In TCWasm Docker image, there is an accompanying test file folder (under path /root/test_files
) with a bunch of sample WASM code files. These files are extracted from repository GitHub - binji/raw-wasm: Raw WebAssembly demos, and are meant to demonstrate basic functionalities for TCWasm:
# The following scripts assumes an Ubuntu 18.04 bionic operating system,
# and requires a stable SSH connection to the Confidential Computing VM,
# if that is not the case, refer to "https://cloud.google.com/compute/docs/
# instances/connecting-to-instance" for more information.

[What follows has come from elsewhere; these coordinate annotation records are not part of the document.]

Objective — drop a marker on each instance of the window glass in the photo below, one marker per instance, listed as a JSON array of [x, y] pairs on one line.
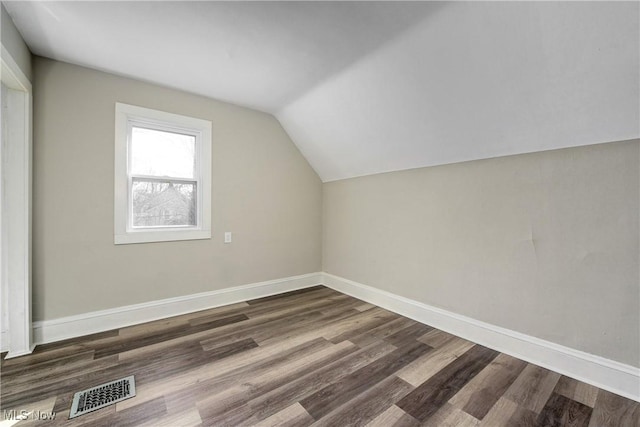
[[160, 153], [162, 204]]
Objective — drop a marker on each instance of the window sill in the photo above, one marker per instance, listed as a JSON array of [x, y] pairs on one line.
[[160, 236]]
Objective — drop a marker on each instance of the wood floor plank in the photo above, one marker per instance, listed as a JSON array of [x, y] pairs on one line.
[[533, 387], [483, 391], [311, 357], [394, 417], [431, 363], [230, 405], [294, 415], [325, 400], [167, 334], [562, 411], [578, 391], [612, 410], [450, 416], [313, 381], [437, 338], [381, 332], [427, 398], [367, 405], [506, 413]]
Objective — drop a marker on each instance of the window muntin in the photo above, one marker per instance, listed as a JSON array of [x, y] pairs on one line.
[[162, 176]]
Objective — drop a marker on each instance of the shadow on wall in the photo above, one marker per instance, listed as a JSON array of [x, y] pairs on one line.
[[378, 24]]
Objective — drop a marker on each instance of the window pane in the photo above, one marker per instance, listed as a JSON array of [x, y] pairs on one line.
[[163, 204], [160, 153]]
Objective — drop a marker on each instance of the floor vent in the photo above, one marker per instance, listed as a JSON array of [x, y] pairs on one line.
[[103, 395]]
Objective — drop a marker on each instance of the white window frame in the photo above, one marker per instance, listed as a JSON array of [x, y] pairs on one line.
[[129, 115]]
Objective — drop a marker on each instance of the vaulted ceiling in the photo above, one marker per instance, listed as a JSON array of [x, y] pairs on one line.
[[369, 87]]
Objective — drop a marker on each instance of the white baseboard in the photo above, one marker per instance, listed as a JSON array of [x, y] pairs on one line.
[[607, 374], [604, 373], [104, 320]]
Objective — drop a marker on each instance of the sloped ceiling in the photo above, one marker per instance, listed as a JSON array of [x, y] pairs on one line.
[[364, 87]]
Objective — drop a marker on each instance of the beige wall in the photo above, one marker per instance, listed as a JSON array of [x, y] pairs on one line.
[[545, 244], [13, 42], [263, 191]]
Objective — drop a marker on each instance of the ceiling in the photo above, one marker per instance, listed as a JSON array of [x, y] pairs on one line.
[[370, 87]]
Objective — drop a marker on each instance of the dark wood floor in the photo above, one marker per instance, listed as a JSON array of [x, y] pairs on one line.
[[307, 357]]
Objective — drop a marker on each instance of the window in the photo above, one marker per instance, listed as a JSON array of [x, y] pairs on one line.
[[163, 176]]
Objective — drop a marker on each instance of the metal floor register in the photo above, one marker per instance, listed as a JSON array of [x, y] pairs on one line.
[[103, 395]]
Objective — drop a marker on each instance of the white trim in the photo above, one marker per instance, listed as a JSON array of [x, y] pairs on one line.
[[201, 129], [104, 320], [15, 262], [604, 373]]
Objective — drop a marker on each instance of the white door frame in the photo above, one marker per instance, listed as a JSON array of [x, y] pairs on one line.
[[15, 209]]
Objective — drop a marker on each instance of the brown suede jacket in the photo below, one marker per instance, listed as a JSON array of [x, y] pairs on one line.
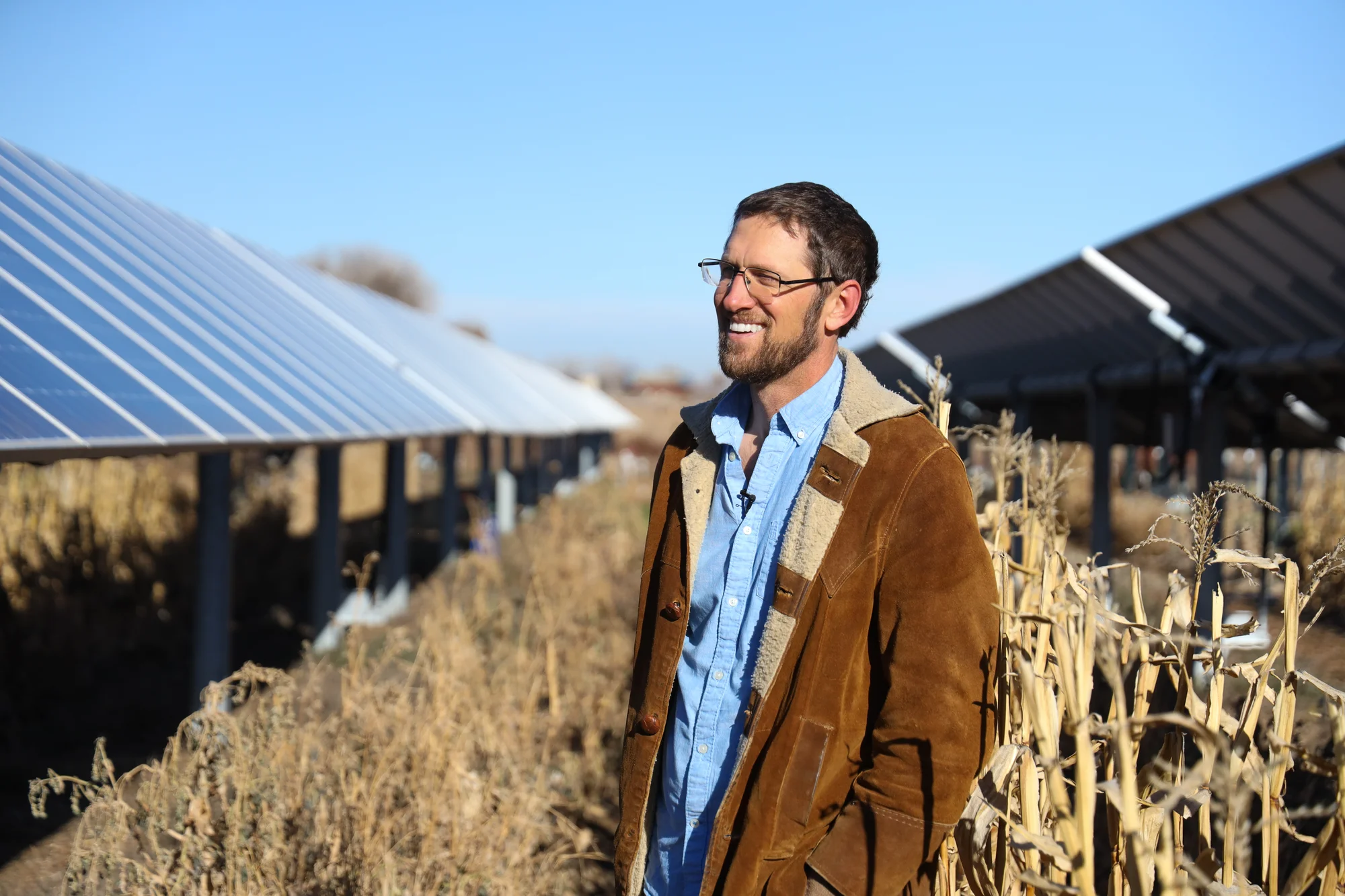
[[872, 702]]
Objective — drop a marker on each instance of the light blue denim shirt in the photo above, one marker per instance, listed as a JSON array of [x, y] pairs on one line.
[[735, 573]]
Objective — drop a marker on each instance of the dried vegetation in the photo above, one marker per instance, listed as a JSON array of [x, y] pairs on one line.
[[470, 752], [474, 752]]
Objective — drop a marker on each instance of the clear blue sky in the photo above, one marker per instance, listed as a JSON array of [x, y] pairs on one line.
[[560, 169]]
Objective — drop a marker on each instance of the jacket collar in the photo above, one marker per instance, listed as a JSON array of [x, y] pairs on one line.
[[864, 401]]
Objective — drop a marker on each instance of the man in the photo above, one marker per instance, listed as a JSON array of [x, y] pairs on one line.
[[817, 627]]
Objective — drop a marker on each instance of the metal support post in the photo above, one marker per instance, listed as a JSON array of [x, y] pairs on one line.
[[326, 587], [486, 482], [506, 501], [215, 560], [572, 458], [520, 466], [587, 455], [545, 478], [450, 502], [393, 583], [1102, 412]]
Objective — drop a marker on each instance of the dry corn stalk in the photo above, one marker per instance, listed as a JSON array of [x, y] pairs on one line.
[[1164, 775]]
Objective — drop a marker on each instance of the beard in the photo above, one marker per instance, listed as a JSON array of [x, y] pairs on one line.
[[774, 360]]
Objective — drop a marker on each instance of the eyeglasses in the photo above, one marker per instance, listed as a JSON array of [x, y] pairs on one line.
[[762, 284]]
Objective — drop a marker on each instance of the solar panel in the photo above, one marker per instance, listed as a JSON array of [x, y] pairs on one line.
[[124, 326]]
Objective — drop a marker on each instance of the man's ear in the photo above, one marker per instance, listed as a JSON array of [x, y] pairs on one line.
[[843, 306]]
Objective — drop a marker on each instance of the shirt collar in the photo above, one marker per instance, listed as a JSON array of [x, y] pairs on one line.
[[800, 419]]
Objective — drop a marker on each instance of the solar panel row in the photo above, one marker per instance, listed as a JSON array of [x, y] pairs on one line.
[[124, 326]]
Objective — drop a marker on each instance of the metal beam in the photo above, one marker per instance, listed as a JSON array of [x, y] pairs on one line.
[[1160, 311], [1102, 425], [215, 559], [450, 502], [326, 584], [393, 567], [486, 482]]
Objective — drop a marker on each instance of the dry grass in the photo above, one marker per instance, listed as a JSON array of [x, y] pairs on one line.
[[470, 752], [475, 751], [1183, 783]]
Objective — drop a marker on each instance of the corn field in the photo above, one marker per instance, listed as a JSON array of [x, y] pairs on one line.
[[1122, 763], [474, 749], [467, 752]]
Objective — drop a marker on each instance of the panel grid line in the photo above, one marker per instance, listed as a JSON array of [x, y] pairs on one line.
[[67, 369]]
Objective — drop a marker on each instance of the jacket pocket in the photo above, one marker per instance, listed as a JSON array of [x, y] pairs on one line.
[[801, 775]]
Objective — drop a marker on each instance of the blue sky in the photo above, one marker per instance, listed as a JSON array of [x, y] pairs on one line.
[[560, 169]]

# (1) Run TCWasm, replace entrypoint to Bash shell
$ sudo docker run --entrypoint /bin/bash -it dockeryangzq12/tcwasm:latest
# (2) Inside TCWasm container, there are some accompanying WASM test files
$ ls /root/test_files
binjgb.wasm fire.wasm integer-overflow.wasm maze.wasm metaball.wasm quine.wasm ray.wasm snake.wasm stdio.wasm tfjs-backend-wasm.wasm
$ exit # Exit interactive shell
Let's try with maze.wasm
, and see how TCWasm will response:
$ sudo docker run -it dockeryangzq12/tcwasm -s test_files/maze.wasm -wasm -g -p ethereum
INFO:__main__:FuncIndex is 3, start time is 1658735815.412418
INFO:__main__:used memory: 5 M
INFO:__main__:FuncIndex is 3, time overhead is 0.10941958427429199
INFO:__main__:FuncIndex is 4, start time is 1658735815.5245974
INFO:__main__:used memory: 0 M
INFO:__main__:FuncIndex is 4, time overhead is 0.032163381576538086
INFO:__main__:FuncIndex is 5, start time is 1658735815.557502
INFO:__main__:used memory: 6 M
INFO:__main__:FuncIndex is 5, time overhead is 0.3242979049682617
INFO:__main__:FuncIndex is 6, start time is 1658735815.8825104
INFO:__main__:used memory: 1 M
INFO:__main__:FuncIndex is 6, time overhead is 0.023746967315673828
INFO:__main__:FuncIndex is 7, start time is 1658735815.9069273
INFO:__main__:used memory: 0 M
INFO:__main__:FuncIndex is 7, time overhead is 0.0036013126373291016
INFO:__main__:All time: 0.519935131072998
Under the hood, TCWasm performs symbolic execution on the WASM code file, builds semantic graph, counts time consumed for each WASM module, and summarizes the total amount of time for the task.
Besides playing with the sample code, you can also try with other WASM code files you can find, e.g., test.wasm
. Just place your code file under any folder in your host VM, then use the following command to mount that file into Docker container (use the actual code file path) and run:
$ sudo docker run -it -v /path/to/test.wasm:/root/ dockeryangzq12/tcwasm -s test.wasm -wasm -g -p ethereum
In this demonstration, we intentionally omit some technical details, e.g., the process to establish trust between multiple conterparties. For readers curious about the challenges and approaches, please refer to our technical paper "Trusted And Confidential Program Analysis" for more details.